Albert Einstein has been quoted as saying, “Not everything that counts can be counted, and not everything that can be counted counts.” The saying is probably more correctly attributed to William Bruce Cameron, whose 1963 text “Informal Sociology: A Casual Introduction to Sociological Thinking,” is the earliest known occurrence.
It would be nice if all of the data which sociologists require could be enumerated because then we could run them through IBM machines and draw charts as the economists do. However, not everything that can be counted counts, and not everything that counts can be counted.

SEOUL, South Korea (July 1, 2005) — A museum exhibit commemorates the 100th anniversary of Einstein’s Theory of Relativity, which led to a complete revision of our understanding of space and time. (Chung Sung-Jun/Getty Images)
I bring this up because I just read a New York Times article interviewing more than a hundred current and former Amazon employees.
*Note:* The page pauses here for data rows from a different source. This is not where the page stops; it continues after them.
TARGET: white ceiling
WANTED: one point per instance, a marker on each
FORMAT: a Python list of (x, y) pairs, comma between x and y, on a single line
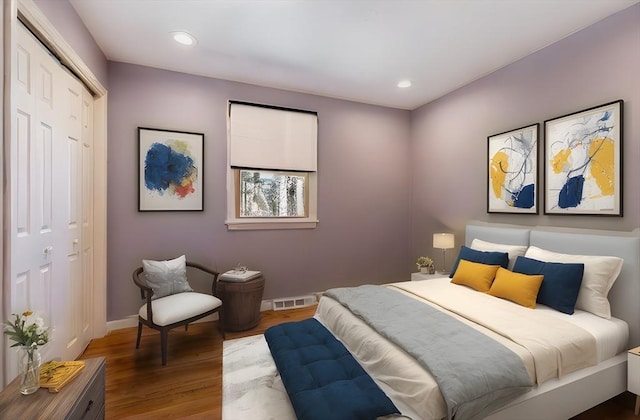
[(349, 49)]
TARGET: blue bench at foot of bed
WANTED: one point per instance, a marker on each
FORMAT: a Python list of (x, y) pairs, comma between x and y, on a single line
[(321, 377)]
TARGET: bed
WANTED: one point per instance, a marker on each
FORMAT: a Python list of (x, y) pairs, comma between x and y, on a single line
[(581, 384)]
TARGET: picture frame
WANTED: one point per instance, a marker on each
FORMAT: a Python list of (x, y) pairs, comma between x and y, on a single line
[(583, 162), (512, 171), (170, 170)]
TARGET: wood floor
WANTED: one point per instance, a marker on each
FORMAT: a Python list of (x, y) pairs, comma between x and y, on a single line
[(190, 385)]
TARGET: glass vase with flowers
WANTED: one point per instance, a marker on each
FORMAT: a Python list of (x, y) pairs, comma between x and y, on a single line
[(29, 333)]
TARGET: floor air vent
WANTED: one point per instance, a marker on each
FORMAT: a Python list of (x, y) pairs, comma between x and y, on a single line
[(295, 302)]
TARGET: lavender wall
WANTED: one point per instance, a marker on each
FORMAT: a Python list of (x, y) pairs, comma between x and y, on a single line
[(449, 136), (363, 198)]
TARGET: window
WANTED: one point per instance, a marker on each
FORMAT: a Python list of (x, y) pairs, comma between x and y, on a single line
[(271, 174), (272, 194)]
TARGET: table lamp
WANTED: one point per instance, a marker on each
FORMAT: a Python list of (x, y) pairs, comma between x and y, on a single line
[(443, 241)]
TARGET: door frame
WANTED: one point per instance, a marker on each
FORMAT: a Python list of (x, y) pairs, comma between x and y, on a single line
[(36, 21)]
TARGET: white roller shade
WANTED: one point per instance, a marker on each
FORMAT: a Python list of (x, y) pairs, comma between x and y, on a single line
[(272, 138)]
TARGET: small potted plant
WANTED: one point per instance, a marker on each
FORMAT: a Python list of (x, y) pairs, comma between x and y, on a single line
[(425, 265)]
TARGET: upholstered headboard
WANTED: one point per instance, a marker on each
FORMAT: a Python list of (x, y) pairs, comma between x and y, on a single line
[(624, 296)]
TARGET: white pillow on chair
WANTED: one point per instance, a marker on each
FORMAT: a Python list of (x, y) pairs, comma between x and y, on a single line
[(167, 277)]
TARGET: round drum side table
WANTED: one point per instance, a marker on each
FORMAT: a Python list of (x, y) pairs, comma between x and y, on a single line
[(240, 303)]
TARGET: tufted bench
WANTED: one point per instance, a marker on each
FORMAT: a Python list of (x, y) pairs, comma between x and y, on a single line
[(321, 377)]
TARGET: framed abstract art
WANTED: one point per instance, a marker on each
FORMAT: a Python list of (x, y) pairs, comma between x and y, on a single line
[(513, 171), (583, 162), (170, 170)]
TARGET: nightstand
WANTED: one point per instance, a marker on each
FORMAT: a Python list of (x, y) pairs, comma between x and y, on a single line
[(633, 374), (423, 276)]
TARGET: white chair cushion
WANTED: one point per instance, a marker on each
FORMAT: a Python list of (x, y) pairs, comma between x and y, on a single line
[(178, 307)]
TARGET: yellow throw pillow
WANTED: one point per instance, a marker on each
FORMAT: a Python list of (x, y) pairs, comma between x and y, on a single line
[(516, 287), (475, 275)]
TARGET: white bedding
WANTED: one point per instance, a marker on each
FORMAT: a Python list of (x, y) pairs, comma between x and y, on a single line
[(411, 387)]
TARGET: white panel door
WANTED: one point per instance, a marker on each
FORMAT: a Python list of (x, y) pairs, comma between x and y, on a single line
[(45, 239)]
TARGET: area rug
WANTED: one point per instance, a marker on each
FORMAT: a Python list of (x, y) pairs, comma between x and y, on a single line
[(251, 386)]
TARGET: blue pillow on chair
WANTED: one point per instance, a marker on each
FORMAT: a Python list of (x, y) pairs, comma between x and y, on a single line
[(482, 257), (561, 283)]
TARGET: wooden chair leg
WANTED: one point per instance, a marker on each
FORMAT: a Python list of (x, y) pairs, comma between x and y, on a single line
[(163, 343), (139, 334)]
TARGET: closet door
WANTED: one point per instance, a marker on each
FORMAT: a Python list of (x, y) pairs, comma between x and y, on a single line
[(47, 225)]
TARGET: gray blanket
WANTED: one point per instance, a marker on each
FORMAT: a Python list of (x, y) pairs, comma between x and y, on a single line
[(475, 373)]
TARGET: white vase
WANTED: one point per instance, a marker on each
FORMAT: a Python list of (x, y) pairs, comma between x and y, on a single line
[(29, 369)]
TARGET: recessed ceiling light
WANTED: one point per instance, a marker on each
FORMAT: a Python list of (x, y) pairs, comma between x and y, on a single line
[(184, 38)]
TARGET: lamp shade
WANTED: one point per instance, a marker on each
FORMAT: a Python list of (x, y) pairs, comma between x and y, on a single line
[(443, 240)]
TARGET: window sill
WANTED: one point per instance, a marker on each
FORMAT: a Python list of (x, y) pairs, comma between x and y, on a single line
[(265, 225)]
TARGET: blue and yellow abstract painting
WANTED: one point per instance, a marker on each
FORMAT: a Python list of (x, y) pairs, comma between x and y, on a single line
[(513, 171), (170, 170), (581, 162)]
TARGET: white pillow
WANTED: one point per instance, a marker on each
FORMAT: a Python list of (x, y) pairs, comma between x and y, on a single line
[(514, 251), (167, 277), (599, 275)]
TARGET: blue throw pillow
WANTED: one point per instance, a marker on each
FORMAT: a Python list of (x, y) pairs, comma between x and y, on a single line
[(561, 283), (482, 257)]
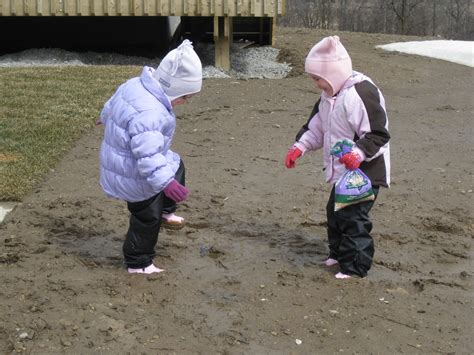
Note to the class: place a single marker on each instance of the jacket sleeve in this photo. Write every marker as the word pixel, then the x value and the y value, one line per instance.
pixel 368 118
pixel 147 145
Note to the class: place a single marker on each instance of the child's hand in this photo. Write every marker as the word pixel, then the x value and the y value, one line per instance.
pixel 175 191
pixel 293 154
pixel 351 160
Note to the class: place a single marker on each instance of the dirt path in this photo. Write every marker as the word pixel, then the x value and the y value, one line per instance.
pixel 245 275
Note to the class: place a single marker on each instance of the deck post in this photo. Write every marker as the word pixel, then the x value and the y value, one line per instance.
pixel 222 41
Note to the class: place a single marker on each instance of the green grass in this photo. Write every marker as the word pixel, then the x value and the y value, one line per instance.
pixel 43 111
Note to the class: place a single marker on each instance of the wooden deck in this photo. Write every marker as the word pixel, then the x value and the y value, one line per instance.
pixel 222 11
pixel 256 8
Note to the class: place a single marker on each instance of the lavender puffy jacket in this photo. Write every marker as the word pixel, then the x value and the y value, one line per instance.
pixel 136 161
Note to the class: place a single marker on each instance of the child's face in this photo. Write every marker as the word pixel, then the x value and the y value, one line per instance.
pixel 322 84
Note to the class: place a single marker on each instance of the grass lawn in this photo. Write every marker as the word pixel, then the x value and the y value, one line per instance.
pixel 43 111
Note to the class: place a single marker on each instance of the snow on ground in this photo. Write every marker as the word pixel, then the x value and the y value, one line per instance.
pixel 461 52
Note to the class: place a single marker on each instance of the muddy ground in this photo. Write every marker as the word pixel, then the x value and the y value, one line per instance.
pixel 245 275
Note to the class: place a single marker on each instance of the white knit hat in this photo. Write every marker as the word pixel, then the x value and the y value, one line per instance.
pixel 180 72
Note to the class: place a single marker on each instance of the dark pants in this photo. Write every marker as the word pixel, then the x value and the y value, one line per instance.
pixel 145 222
pixel 349 237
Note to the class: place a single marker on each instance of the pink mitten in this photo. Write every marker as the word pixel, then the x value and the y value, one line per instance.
pixel 175 191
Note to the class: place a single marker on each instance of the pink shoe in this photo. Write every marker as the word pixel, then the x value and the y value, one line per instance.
pixel 146 270
pixel 340 275
pixel 330 262
pixel 172 221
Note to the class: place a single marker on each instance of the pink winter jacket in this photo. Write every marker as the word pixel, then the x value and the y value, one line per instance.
pixel 357 113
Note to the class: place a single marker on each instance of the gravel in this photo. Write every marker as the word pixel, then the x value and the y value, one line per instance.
pixel 250 62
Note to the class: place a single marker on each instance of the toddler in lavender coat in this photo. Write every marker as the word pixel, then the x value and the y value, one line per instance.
pixel 137 164
pixel 350 108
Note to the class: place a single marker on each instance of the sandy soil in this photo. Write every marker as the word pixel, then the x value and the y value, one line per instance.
pixel 245 274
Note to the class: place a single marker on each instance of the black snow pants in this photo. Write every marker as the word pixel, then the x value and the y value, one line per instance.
pixel 350 242
pixel 144 227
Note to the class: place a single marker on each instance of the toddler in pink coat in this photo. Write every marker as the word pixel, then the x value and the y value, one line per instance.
pixel 350 108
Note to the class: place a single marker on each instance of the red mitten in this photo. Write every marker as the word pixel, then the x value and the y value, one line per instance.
pixel 351 160
pixel 293 154
pixel 175 191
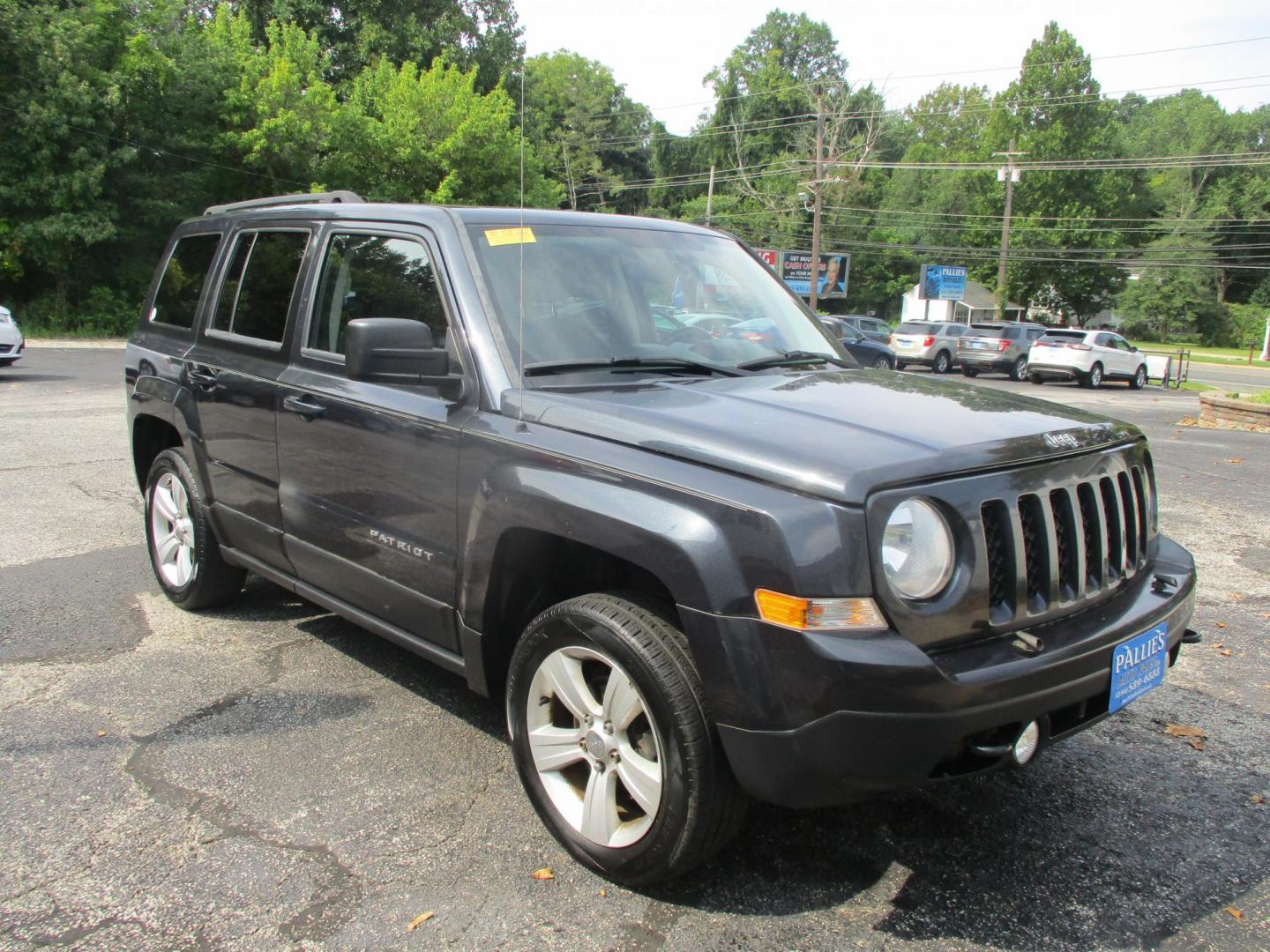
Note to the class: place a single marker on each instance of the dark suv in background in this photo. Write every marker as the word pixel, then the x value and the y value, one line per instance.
pixel 693 566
They paint a picture of a workplace that is abusive to employees but somehow not a big deal for current employees, who willingly submit to this abuse and by their silence—even low-level employees sign a non-disclosure agreement—advance it in our world: The lowest performers are removed, sure, but coworkers are encouraged to spy on each other, to send emails after midnight, to follow up with texts demanding to know why they didn’t respond within 15 minutes, and to work while they’re on vacation.
The exposé also underscores the “data-driven” moves among corporate America, some of which have trickled down into the management of our schools, including our best schools. “The joke in the office was that when it came to work/life balance, work came first, life came second, and trying to find the balance came last,” the Times quoted Jason Merkoski, who worked on projects including Kindle and the Fire TV device from 2006 to 2010, as saying.
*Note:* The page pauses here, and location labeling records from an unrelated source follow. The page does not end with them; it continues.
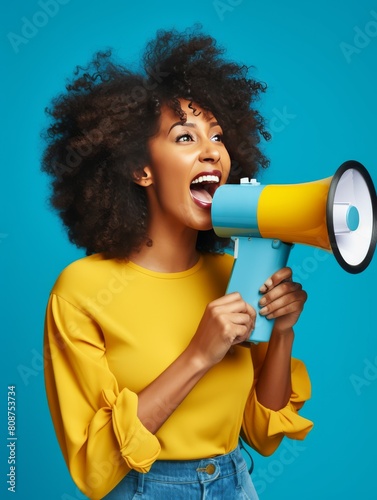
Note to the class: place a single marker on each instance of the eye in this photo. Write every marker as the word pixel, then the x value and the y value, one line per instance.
pixel 184 138
pixel 218 138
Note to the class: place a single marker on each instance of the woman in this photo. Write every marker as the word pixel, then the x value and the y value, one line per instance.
pixel 148 387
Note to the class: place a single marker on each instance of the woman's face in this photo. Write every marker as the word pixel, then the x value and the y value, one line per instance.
pixel 188 162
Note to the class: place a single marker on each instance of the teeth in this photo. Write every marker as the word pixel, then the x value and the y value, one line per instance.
pixel 206 178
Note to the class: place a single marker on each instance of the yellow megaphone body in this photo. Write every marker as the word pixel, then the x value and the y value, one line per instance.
pixel 337 213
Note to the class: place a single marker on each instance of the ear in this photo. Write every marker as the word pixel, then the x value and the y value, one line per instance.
pixel 145 179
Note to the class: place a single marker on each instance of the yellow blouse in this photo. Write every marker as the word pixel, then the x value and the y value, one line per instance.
pixel 111 328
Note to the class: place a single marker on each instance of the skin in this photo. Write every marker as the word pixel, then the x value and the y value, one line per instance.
pixel 178 153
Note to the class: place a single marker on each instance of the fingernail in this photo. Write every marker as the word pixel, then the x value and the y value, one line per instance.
pixel 266 285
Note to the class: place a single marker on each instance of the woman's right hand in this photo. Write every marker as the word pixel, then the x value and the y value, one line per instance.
pixel 226 321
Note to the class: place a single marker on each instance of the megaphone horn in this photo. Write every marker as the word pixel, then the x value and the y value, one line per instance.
pixel 337 213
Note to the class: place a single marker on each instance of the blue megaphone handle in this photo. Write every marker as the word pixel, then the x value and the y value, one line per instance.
pixel 256 259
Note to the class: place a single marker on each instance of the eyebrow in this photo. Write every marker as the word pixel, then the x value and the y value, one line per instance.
pixel 189 124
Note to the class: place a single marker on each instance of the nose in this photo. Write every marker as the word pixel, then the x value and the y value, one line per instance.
pixel 209 152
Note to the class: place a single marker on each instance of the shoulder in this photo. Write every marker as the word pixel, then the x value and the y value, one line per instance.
pixel 85 276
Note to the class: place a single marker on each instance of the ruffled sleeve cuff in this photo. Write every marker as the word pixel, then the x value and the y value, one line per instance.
pixel 264 428
pixel 139 447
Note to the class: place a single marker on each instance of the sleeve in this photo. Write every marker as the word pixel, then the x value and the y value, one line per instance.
pixel 96 424
pixel 264 429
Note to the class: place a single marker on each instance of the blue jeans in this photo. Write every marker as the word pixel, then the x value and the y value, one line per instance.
pixel 224 477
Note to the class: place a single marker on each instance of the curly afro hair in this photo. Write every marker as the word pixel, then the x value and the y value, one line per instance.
pixel 97 140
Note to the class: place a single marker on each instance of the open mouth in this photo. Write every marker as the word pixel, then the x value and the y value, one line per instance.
pixel 203 187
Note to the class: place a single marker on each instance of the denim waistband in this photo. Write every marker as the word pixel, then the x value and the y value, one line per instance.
pixel 206 469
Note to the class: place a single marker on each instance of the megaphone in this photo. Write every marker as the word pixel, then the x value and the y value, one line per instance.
pixel 337 214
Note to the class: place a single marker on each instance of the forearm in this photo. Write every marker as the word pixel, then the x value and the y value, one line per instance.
pixel 160 398
pixel 274 386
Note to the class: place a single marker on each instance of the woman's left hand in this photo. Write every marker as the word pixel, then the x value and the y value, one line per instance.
pixel 283 299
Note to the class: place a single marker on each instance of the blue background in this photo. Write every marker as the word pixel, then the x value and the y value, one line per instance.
pixel 319 60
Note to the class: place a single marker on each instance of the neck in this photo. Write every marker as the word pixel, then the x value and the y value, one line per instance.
pixel 169 253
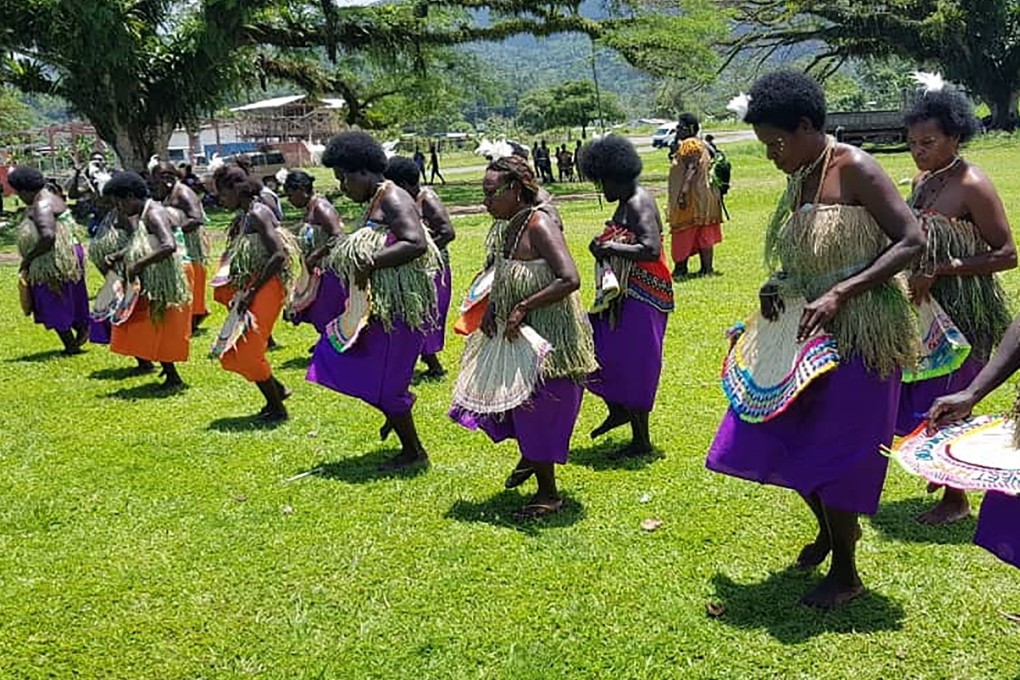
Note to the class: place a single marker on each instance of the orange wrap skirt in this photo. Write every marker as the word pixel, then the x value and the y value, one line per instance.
pixel 248 356
pixel 141 336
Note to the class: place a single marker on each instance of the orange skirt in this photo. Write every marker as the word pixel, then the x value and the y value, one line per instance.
pixel 140 336
pixel 248 356
pixel 196 278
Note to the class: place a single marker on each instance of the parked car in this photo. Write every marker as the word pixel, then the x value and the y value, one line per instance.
pixel 663 138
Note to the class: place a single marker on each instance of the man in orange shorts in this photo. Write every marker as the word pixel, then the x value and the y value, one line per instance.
pixel 695 212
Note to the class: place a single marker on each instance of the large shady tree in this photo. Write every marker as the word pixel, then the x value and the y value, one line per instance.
pixel 973 42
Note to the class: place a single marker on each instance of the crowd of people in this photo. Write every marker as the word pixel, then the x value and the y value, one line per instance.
pixel 851 261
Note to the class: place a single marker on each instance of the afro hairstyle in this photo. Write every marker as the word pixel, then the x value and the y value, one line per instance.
pixel 126 185
pixel 402 170
pixel 24 178
pixel 233 176
pixel 353 151
pixel 950 108
pixel 612 157
pixel 299 180
pixel 783 98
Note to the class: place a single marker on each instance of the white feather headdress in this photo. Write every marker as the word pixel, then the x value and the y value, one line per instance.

For me, the key here is that Amazon isn’t some trauma center, where employees, in general, sacrifice their life balance because saving lives is their life. People are not going to die if some Amazon employee doesn’t figure out how to get a book to a customer within 23 minutes, yet that is the kind of culture Jeff Bezos, one of the world’s richest people, promotes at Amazon.
There’s more to the personal life of employees than making Mr Bezos rich, but the activity at Amazon reflects a growing trend in corporate America, where this experiment in primal survival instinct expressed in terms of meaningless and contrived data is useful in justifying the abuse of employees. In our schools, data-driven, results-oriented reporting under No Child Left Behind is being called upon to justify the demeaning of teachers and of the teaching profession. And just like the Amazon employees, teachers have willingly allowed this abuse, thinking they could take it because, after all, they became teachers for the “right” reasons, regardless of what school districts, assistant principals, and politicians may have been telling them.
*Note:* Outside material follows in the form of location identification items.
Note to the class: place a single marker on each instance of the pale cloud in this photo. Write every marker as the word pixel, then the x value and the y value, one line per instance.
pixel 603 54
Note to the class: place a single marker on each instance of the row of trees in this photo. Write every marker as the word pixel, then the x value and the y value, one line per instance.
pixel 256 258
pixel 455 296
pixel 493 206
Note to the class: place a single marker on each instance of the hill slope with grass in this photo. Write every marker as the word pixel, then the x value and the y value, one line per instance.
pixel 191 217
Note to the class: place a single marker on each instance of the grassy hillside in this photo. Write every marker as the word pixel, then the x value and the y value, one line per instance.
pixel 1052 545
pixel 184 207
But there comes a point when the balance will be called into question. When teachers have had enough of this abuse, any possible reform, good or bad, will be rendered counterproductive or wasteful because there won’t be any good teachers left, since they will all, by that time, figure out what corporate America’s abusive culture has been doing to their personal lives. We tend to emphasize things we can measure, simply because it’s easier, but that doesn’t mean we get a good picture of real life from those snapshots of data or brief observations in our classrooms. If Amazon is a crystal ball for where our schools are headed, let’s take a step back and think about what we’re doing with all this data.
It’s wrong to sacrifice our good judgment of the “big picture” for the petty details we get from standardized tests or, at Amazon, sales data and profit for a few individals. Those things don’t even matter, and we shouldn’t devote our lives to them, as employees do at Amazon and as teachers do in data-driven classrooms.